Lukas ziet die vertwijfelde mensen uit zijn gemeente voor zich.

En op datzelfde moment verschijnen voor zijn geestesoog

die twee wandelaars op weg naar Emmaüs.

Want, denkt hij, dat zijn wij nu, dat is nu onze situatie:

we zijn onderweg.

En we zien het niet meer zitten.

Alles is kapot en het wordt alleen maar erger.

We hadden zo’n mooie droom maar die ligt aan diggelen.

Het rijk van God lijkt verder weg dan ooit.

Koud en van steen, nee, van ijs zijn onze harten.

Voor hoeveel mensen in deze wereld is dat de realiteit…

Maar dan ziet Lukas het voor zich.

Het kan immers niet zo zijn dat Jezus weg is, dat zijn rijk weg is.

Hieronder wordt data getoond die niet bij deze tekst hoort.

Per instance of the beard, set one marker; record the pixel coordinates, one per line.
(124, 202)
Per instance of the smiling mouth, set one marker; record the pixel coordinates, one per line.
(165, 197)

Hij is daar waar we hem toelaten in onze harten,

hem aan het woord laten.

Hij is er als we de oude verhalen vertellen,

de geschriften openen, ze doorzien.

Hij is daar waar we samen het brood breken en delen.

Hij is in de samenkomsten rond woord en tafel.

Daar zet hij onze harten in vuur en vlam.

Zo lang we dat doen,

de Schriften openen en het brood breken en delen,

zo lang zal hij in ons midden verschijnen.

En Lukas, de schilder, vertelt, hij vertelt beeldend.

We zien het allemaal voor ons:

die ontgoochelde mannen op de weg,

de geheimzinnige vreemdeling die zich bij hen voegt,

hoe hij het oude verhaal vertelt, de geschriften uitlegt,

zijn rol daarin duidelijk maakt…

Die figuur van de vreemdeling, die kent Lukas uit de oude joodse  verhalen.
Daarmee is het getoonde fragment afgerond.